Sergeant J. Rolfe, 2nd Battalion King's Royal Rifles, wrote: "When I got hit, I couldn't say how long I lay there, but a chum of mine, Tommy Quaife, under a perfect hail of bullets and shells, dragged me to safety, and said, 'Cheer up, Smiler, here's a fag. I'm going back for Sandy' (his other chum). He never got there. Poor Tommy got a piece of shell and was buried the same night."
In a lancer charge near Cambrai a man dropped a letter. It had arrived just as the order was given to mount, and he had not had time to read it. Even in mid-charge a comrade saw it fall out of his tunic and returned it at great risk.
Two Highlanders were carrying a wounded comrade, and he dropped a stick of chocolate, a thing of which only soldiers in the field under trying conditions know the value. He fretted and worried about it, and at last one of his chums volunteered to go back for it to where it had been dropped, not more than two hundred yards away. He never came back. In full view of his companions he was hit by a bullet and fell dead. There was another case where a religious Dublin Fusilier lost his life because he stayed just long enough to cross the hands of a dead comrade, and say a prayer for his departed soul.
One night a man of the West Yorkshire Regiment took off his coat and wrapped it around a wounded chum who had to lie there until the ambulance took him away. All that night he stood in the trenches in his shirt-sleeves, with water up to his waist, and the temperature near to freezing point, quietly returning the German fire.
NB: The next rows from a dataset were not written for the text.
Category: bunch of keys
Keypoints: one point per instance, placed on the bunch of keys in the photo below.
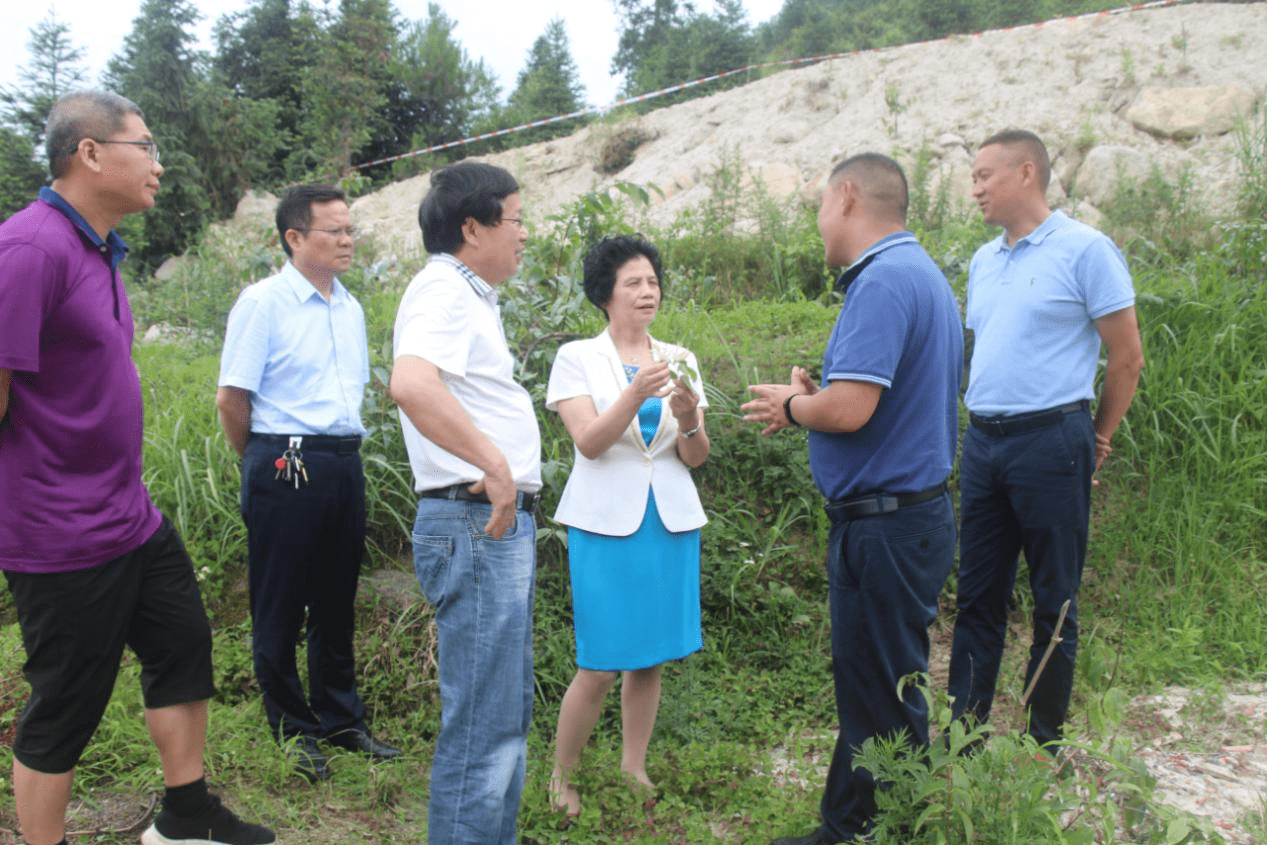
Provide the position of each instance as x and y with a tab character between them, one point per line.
290	465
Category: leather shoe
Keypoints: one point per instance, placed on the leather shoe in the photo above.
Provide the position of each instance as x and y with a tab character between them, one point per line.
817	838
308	759
362	741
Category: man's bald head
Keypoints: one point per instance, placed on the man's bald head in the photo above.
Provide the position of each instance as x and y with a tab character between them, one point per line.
878	180
1024	146
84	114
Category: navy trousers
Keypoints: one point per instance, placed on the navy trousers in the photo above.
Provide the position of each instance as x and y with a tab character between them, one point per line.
1029	493
305	549
884	574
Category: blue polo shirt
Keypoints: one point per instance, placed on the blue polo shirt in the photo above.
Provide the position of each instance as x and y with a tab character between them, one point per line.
303	357
1033	307
898	328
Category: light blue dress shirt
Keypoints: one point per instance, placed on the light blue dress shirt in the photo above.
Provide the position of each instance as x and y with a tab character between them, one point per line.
303	357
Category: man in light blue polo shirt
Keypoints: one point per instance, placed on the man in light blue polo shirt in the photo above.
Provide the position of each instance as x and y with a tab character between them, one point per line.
883	427
293	373
1042	298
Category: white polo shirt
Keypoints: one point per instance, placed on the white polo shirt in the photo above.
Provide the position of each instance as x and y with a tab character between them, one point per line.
450	318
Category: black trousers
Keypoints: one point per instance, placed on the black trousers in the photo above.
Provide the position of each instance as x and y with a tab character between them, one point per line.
305	549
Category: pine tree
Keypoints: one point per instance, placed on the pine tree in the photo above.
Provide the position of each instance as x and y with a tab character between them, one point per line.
53	70
549	85
439	93
157	70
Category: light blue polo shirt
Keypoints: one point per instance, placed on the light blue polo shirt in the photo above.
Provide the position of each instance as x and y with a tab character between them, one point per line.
304	360
1033	307
898	328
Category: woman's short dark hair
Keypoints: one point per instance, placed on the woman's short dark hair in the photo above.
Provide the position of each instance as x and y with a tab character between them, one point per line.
604	260
295	208
466	189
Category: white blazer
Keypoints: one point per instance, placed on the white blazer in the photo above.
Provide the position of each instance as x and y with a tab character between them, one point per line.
607	494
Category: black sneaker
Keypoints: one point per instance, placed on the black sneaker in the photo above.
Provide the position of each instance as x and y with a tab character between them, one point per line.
217	825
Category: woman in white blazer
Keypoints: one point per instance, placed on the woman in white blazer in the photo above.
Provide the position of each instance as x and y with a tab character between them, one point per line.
634	408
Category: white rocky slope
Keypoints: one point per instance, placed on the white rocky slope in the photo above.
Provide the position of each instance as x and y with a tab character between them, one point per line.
1111	94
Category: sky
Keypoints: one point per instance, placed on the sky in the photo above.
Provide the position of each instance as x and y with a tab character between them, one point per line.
501	32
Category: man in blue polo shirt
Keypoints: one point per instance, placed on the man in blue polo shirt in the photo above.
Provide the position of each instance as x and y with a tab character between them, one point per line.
91	564
882	437
1042	297
293	373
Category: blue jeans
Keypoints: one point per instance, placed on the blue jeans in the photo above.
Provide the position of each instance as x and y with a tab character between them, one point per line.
884	574
483	590
1026	492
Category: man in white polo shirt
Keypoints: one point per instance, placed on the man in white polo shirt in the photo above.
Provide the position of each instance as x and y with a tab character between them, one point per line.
475	451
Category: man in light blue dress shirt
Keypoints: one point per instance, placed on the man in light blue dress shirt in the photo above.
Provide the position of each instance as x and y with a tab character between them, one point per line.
293	374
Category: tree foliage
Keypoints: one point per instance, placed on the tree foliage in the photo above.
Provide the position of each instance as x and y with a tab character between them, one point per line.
298	90
549	85
437	94
53	70
665	42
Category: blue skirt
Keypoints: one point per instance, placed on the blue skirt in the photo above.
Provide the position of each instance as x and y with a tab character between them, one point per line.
635	599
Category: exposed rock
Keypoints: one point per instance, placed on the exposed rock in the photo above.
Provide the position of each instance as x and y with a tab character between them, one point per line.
1066	80
1184	113
1105	167
169	267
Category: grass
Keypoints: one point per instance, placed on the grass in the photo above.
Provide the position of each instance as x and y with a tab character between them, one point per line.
1176	569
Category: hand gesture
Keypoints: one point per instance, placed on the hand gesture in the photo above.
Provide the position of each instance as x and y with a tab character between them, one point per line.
683	403
501	494
651	380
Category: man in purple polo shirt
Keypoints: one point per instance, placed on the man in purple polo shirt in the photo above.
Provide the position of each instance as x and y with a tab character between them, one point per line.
91	564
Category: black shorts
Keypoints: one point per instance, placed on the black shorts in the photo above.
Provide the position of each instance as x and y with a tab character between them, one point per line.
74	627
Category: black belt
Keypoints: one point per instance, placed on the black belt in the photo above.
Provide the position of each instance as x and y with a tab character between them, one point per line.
876	503
522	501
337	444
1018	423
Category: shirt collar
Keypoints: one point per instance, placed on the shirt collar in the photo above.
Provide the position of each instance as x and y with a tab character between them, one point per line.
482	288
304	290
852	273
112	248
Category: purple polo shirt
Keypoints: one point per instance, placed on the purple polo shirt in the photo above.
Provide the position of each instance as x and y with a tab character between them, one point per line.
70	446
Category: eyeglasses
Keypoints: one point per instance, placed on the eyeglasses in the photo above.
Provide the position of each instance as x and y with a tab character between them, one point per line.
350	231
151	147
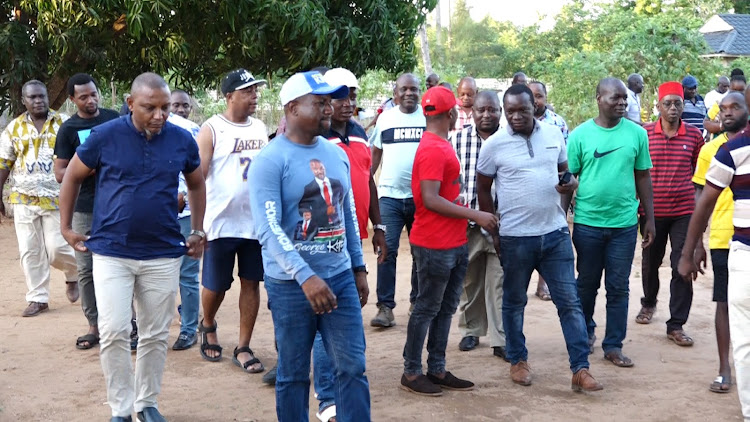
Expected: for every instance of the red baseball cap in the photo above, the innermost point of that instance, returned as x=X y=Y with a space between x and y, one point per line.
x=437 y=100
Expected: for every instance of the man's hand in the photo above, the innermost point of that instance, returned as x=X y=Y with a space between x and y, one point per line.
x=75 y=240
x=195 y=245
x=319 y=295
x=378 y=243
x=688 y=268
x=180 y=202
x=360 y=279
x=569 y=187
x=487 y=221
x=648 y=232
x=699 y=256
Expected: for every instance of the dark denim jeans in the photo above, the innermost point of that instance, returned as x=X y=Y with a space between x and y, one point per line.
x=551 y=255
x=680 y=293
x=440 y=274
x=395 y=214
x=611 y=251
x=295 y=325
x=190 y=296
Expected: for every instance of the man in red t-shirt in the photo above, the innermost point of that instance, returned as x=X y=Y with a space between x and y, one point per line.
x=438 y=240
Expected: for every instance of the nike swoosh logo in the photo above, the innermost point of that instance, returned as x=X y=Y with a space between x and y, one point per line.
x=598 y=154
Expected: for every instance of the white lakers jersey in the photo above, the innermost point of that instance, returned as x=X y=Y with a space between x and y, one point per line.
x=227 y=188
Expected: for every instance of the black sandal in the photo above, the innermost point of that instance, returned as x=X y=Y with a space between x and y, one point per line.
x=91 y=339
x=253 y=361
x=205 y=345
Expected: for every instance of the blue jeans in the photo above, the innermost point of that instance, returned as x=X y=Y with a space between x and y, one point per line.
x=609 y=250
x=395 y=214
x=189 y=287
x=325 y=381
x=551 y=255
x=295 y=325
x=440 y=274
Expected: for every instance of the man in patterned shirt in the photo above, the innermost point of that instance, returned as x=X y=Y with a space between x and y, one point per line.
x=482 y=296
x=544 y=114
x=26 y=149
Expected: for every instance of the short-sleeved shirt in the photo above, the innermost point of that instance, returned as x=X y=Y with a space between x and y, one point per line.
x=135 y=208
x=27 y=154
x=354 y=143
x=398 y=135
x=674 y=164
x=73 y=133
x=525 y=174
x=555 y=119
x=695 y=112
x=437 y=161
x=722 y=227
x=605 y=159
x=731 y=168
x=634 y=106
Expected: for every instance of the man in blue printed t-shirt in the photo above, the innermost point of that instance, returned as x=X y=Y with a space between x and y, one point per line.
x=315 y=282
x=135 y=238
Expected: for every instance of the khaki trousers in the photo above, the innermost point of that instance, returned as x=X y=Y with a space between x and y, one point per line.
x=40 y=245
x=153 y=285
x=480 y=308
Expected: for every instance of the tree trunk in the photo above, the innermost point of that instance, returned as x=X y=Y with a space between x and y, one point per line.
x=425 y=50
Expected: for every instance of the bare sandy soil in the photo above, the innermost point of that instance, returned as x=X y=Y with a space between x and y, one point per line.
x=44 y=378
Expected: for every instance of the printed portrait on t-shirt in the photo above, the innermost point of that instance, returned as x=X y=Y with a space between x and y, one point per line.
x=319 y=207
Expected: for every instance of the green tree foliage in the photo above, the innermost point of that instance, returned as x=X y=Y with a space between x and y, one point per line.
x=196 y=41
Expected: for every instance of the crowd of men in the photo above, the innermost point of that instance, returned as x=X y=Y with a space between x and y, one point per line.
x=127 y=205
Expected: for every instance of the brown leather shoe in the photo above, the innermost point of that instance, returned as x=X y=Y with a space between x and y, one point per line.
x=35 y=308
x=520 y=373
x=72 y=291
x=584 y=381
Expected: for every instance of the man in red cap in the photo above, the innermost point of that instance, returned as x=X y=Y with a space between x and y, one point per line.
x=674 y=147
x=438 y=240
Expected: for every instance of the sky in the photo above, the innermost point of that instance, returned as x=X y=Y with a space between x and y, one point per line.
x=519 y=12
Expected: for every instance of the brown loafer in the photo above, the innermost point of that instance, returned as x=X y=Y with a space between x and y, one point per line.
x=584 y=381
x=520 y=373
x=34 y=309
x=680 y=338
x=72 y=291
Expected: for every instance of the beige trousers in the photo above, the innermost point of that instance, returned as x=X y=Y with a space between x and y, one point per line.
x=480 y=308
x=153 y=286
x=40 y=245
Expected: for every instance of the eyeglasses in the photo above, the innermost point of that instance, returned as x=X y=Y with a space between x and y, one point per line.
x=670 y=104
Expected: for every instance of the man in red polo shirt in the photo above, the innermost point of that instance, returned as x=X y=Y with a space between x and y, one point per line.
x=438 y=240
x=674 y=146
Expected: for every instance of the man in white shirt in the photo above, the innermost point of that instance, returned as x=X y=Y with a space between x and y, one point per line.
x=635 y=87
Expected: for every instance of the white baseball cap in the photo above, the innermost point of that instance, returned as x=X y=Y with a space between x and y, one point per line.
x=342 y=76
x=311 y=82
On the afternoon of the following day he had acute pneumonia.
The following was related by a British Hussar. After the charge of the Highlanders on the German heavy guns near Hanbourdin the Hussar was sent with a message to the base. On the way he encountered a Seaforth Highlander going in the same direction. Something in the man's set face prompted the question: "Are you hurt?" "Aye, a sma' matter," was the reply. The man's arm was shattered from shoulder to elbow. "Are you going to sick bay?" said the cavalryman. "It's a mile and a half away. Get on my gee." "No, no," said the Scot, "I'll just walk, you'll find many worse hit than me."